Não que Ele encontrasse esta passagem por acaso! Pelo contrário - Jesus
procurou até achar, pois Ele identificava a sua missão com aquela descrita pelo
profeta. Por isso, na hora da homilia, começou com a frase chocante: “Hoje se
cumpriu essa passagem da Escritura, que vocês acabam de ouvir” (4, 21). Jesus
identificou a sua missão com a do Capítulo 61 de Isaías. Nós, como discípulos
d’Ele, temos a mesma missão. Olhemos os elementos:
a) “Anunciar a Boa Notícia aos pobres”: O evangelho é “Boa-Notícia” - não uma série de leis, nem uma lista de práticas rituais, nem uma moral (embora
tenha todos estes elementos), mas uma experiência de Deus que traz alegria,
felicidade, - especialmente para os pobres! Portanto, Ele toma posição - o que
é boa notícia para uns, é má-notícia para outros! O que é boa notícia para o
oprimido, é má notícia para o opressor, a não ser que mude de vida! Não existe
uma Boa-Notícia neutra, igualmente boa para todos! E não devemos diluí-lo a
termo “pobre” - aqui não é o pobre de espírito, nem de coração, nem de fé... é
o pobre mesmo, aquele/a que não tem o necessário para uma vida digna (Lucas usa
o termo grego “ptochois”, que significa mais ou menos “indigentes”). Com
certeza, na nossa sociedade inclui todos os excluídos.
b) “Proclamar a libertação aos presos”: Não só aos na cadeia, mas que estão
sem a liberdade dos filhos de Deus - presos hoje pelas consequências do
neo-liberalismo, do desemprego, do salário mínimo; pelas correntes de racismo,
machismo, clericalismo, e tudo que oprime! Também aos presos no seu próprio
egoísmo, pois o assumir dos valores evangélicos vai libertá-los. Porém, esta
libertação passa pela mudança radical na sua maneira de viver.
c) “Aos cegos a recuperação da vista”: Quanta gente cega hoje!

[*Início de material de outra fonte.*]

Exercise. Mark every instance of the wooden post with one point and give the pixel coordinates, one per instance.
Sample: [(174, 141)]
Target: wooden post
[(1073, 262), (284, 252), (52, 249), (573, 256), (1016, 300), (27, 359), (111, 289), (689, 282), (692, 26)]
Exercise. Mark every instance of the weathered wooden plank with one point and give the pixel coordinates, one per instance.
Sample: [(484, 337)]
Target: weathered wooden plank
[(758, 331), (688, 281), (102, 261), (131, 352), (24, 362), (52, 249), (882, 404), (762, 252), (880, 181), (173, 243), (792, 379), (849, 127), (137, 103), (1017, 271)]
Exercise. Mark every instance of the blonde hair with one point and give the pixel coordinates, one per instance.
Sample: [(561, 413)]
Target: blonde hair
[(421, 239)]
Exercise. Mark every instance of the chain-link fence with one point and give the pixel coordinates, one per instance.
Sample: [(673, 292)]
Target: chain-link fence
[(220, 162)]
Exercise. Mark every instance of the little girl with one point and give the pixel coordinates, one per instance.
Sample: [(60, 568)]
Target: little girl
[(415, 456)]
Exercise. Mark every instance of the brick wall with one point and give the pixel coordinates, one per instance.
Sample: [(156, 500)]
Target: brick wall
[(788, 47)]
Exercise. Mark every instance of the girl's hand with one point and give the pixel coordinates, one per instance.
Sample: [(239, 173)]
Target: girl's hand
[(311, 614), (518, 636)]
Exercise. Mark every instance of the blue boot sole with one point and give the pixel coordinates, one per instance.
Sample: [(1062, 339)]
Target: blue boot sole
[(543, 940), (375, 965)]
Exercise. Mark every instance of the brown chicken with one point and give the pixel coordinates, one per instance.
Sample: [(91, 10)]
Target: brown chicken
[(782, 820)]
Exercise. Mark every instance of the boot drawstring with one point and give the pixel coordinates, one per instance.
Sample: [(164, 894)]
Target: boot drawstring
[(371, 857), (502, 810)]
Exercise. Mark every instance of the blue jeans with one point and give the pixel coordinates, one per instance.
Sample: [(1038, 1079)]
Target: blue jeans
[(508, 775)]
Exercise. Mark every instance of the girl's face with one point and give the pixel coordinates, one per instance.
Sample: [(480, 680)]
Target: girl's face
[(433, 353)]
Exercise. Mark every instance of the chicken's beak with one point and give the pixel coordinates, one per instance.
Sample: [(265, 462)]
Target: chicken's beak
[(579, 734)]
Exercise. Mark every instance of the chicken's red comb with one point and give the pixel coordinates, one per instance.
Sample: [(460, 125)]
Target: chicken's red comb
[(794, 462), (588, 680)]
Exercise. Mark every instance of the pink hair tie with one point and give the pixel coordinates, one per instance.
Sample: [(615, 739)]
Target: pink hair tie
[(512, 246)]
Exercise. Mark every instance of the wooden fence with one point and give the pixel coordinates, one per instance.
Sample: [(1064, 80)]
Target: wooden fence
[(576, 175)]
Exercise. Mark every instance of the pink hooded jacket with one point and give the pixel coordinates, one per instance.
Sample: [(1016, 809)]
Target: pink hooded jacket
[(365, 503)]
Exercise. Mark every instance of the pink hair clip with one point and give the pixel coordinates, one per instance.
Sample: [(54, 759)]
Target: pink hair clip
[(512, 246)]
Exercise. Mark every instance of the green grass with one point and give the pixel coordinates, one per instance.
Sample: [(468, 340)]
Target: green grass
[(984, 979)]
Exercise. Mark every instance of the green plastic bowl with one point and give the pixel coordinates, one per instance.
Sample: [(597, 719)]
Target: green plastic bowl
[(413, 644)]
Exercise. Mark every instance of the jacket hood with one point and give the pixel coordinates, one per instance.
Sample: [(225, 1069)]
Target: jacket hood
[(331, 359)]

E não por
doença
dos olhos, mas cegada pela ideologia dominante que não deixa ver a realidade do
mundo e dos sofridos; pelas falsas utopias alienantes e pela manipulação de
informação pelos meios de comunicação, dominados pela elite, que “fazem a
cabeça”; quantos cegos diante da possibilidade de mudança através da força
histórica dos oprimidos! Vale a pena notar que o texto enfatiza a “recuperação”
da vista - não a doação dela. Ou seja, trata-se de ajudar os/as que uma vez
viram a realidade com os olhos de Deus, mas foram cegados pela ideologia
dominante ao ponto de não enxergarem mais a verdade.
d) “Libertar os oprimidos”: Aqui há o eixo fundamental de toda a Bíblia - o
como o
Deus que liberta os oprimidos (Êx 3, 76-10). Jesus se coloca - e coloca todos
os seus seguidores - neste mesmo compromisso. Hoje a época é diferente, mas a
opressão continua, e Deus nos conclama para que todos nós nos empenhemos nesta
luta para concretizar a libertação dos oprimidos.
e) “Proclamar o ano de graça do Senhor”: O Ano da Graça - o Ano Jubilar! Memória da proposta do Lv 25, o ano do perdão das dívidas, da libertação dos escravos, da devolução das terras aos seus donos originais!
Como concretizar, na realidade do Brasil de hoje, esta visão? O que significa hoje o perdão das dívidas, a libertação dos escravos e a devolução das terras?
Questões evangélicas da fé, que têm fortes consequências políticas e econômicas
e desafiam a tendência à uma religião intimista, individualista e desencarnada
da realidade. Pois júbilo, alegria, não pode ser decretado - tem que brotar de
algum motivo profundo.
Aqui o próprio Jesus fala da sua missão, que é também a nossa. Pois, fomos todos “consagrados com a unção, para anunciar a Boa Notícia aos pobres, para proclamar a libertação aos presos e aos cegos a recuperação da vista; para libertar os oprimidos, e para proclamar o ano da graça do Senhor” (4, 18-21).